Dragon’s Child: A Story of Angel Island by Laurence Yep and Dr. Kathleen S. Yep (Harper; ages 8-12; $5.99; 160 pp.). Prolific author Laurence Yep collaborates with his niece to tell the story of his father’s journey to America at age 10 from rural China, drawing on family stories, immigration records and historical research from the archives at Angel Island.
The Evolution of Calpurnia Tate by Jacqueline Kelly (Henry Holt; ages 9-12; $7.55; 352 pp.). A natural-born scientist, 11-year-old Calpurnia would like to spend time examining insects, getting to know her scientist grandfather or reading Darwin’s controversial On the Origin of Species. But in 1899 Texas, all around her expect young girls to learn to sew, run a household and attract a future husband.

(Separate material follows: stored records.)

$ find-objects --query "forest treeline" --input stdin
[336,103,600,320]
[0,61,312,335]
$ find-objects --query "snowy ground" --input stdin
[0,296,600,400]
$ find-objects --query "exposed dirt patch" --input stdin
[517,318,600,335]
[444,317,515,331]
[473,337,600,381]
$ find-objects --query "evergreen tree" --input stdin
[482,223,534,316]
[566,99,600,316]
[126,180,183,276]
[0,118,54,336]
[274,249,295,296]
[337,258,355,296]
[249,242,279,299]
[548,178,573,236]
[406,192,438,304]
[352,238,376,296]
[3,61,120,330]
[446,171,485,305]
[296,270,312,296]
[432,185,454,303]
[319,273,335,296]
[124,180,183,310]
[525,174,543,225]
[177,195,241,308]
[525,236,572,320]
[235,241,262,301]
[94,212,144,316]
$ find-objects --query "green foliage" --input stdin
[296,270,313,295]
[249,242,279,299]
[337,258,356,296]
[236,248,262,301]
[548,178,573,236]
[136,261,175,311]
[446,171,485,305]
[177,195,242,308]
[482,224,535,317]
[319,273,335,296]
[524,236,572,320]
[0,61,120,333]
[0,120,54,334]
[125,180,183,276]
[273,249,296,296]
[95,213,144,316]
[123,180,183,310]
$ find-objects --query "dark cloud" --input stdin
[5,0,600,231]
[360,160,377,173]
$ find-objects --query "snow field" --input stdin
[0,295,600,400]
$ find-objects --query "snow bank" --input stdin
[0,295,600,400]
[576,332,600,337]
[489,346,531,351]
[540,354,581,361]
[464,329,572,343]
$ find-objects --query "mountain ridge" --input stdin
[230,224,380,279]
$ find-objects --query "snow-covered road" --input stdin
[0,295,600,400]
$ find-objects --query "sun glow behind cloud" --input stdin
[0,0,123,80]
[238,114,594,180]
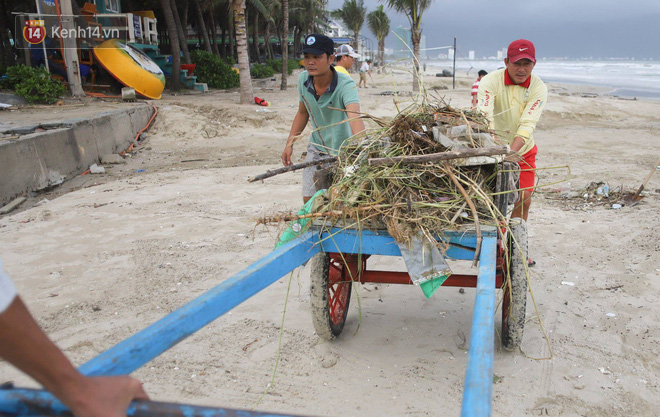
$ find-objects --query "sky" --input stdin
[328,0,660,60]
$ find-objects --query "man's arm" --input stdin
[346,103,364,135]
[0,297,148,417]
[476,76,495,130]
[511,80,548,151]
[282,101,309,167]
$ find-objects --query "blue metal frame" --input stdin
[0,228,497,417]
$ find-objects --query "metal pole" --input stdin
[58,0,85,96]
[451,36,456,90]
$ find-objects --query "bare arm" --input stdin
[0,297,148,417]
[346,103,364,135]
[282,101,309,166]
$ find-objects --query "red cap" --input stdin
[506,39,536,63]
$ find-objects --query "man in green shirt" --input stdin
[282,34,364,202]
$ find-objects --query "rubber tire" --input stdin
[502,220,528,349]
[309,252,353,340]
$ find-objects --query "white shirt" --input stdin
[0,261,16,314]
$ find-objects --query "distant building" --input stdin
[394,26,412,59]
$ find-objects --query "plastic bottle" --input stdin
[596,183,610,197]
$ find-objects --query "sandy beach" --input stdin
[0,72,660,417]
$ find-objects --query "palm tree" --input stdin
[170,0,190,64]
[232,0,254,104]
[160,0,181,91]
[192,0,213,53]
[367,4,390,71]
[381,0,433,92]
[280,0,289,90]
[332,0,367,49]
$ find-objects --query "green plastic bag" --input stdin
[275,190,327,249]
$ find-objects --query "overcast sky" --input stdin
[328,0,660,60]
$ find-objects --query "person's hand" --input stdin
[282,145,293,167]
[62,376,149,417]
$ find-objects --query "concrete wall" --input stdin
[0,103,153,206]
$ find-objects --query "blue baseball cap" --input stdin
[302,33,335,55]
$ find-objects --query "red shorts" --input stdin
[519,145,538,191]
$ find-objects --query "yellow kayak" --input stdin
[94,39,165,99]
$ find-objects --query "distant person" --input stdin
[0,262,149,417]
[470,70,488,108]
[477,39,548,266]
[358,59,371,88]
[334,44,360,77]
[282,34,364,203]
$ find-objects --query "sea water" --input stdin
[425,59,660,100]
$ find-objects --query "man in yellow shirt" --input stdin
[477,39,548,264]
[335,44,360,77]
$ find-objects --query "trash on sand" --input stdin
[89,164,105,174]
[0,197,27,214]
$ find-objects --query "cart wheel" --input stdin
[310,252,357,340]
[502,221,527,349]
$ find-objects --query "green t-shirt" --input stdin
[298,68,360,155]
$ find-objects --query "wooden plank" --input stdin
[0,388,312,417]
[80,232,320,375]
[461,237,497,417]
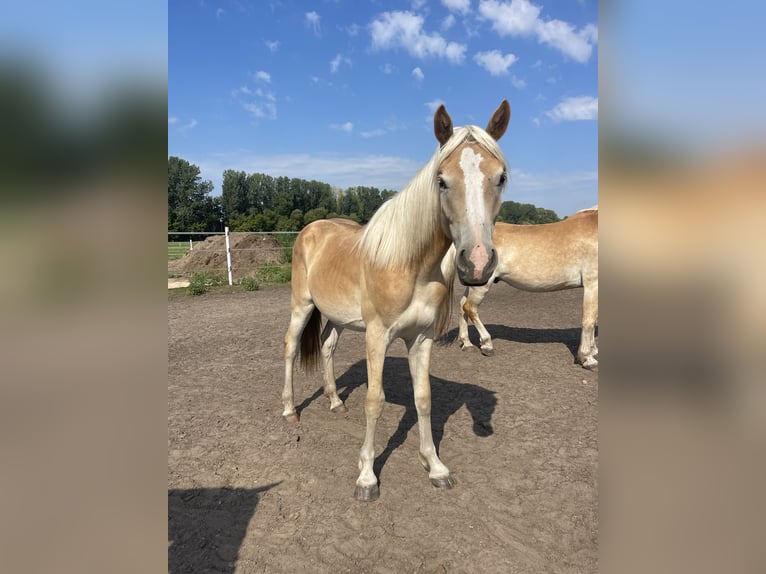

The Red Pencil by Andrea Davis Pinkney, with illustrations by Shane Evans (Little, Brown; ages 9-12; $8.52, 308 pp.). Life is hard for Amira on her family farm in Darfur, Sudan, with scarce food, distant water and many chores, and she dreams of school. A sudden attack by the Sudanese militia disrupts everything, causing Amira and her family to flee for their lives to a refugee camp. Pinkney’s spare evocative verse creates space for young readers to share Amira’s hardship and eventual hope.
Young adult novels
Between Shades of Gray by Ruta Sepetys (Speak / Penguin; ages 12-18; $9.97; 384 pp.). After the Russian invasion of Lithuania in 1939, the Soviet secret police deported countless numbers of people considered anti-Soviet, sending them to exile in Siberian work camps. When teenager Lina and her family are arrested, they are crammed into a boxcar and begin a horrific journey to a frigid gulag. This story reached into my soul, and I find myself continuing to think about it for many years.
The Other Side of Truth by Beverley Naidoo (Harper; ages 10-16; $6.98; 272 pp.). Sade and her younger brother must flee Nigeria after their mother is killed in a shooting meant to target their journalist father. Naidoo presents this traumatic story with political insight and emotional sensitivity, depicting the difficulties the children face immigrating to London, locating their uncle and finding their father.
Refugee by Alan Gratz (Scholastic; ages 10-15; $16.99; 352 pp.). Gratz weaves together three interrelated stories centering on families that have been forced to flee because of war, violence and political turmoil. Josef escapes Nazi Germany in 1938, Isabel leaves 1994 Cuba because of political strife, and Mahmoud flees from 2015 Aleppo because his home was destroyed. Filled with tragedy and resilience, these powerful stories will help young readers understand both the larger context and the personal stories of today’s refugee crisis.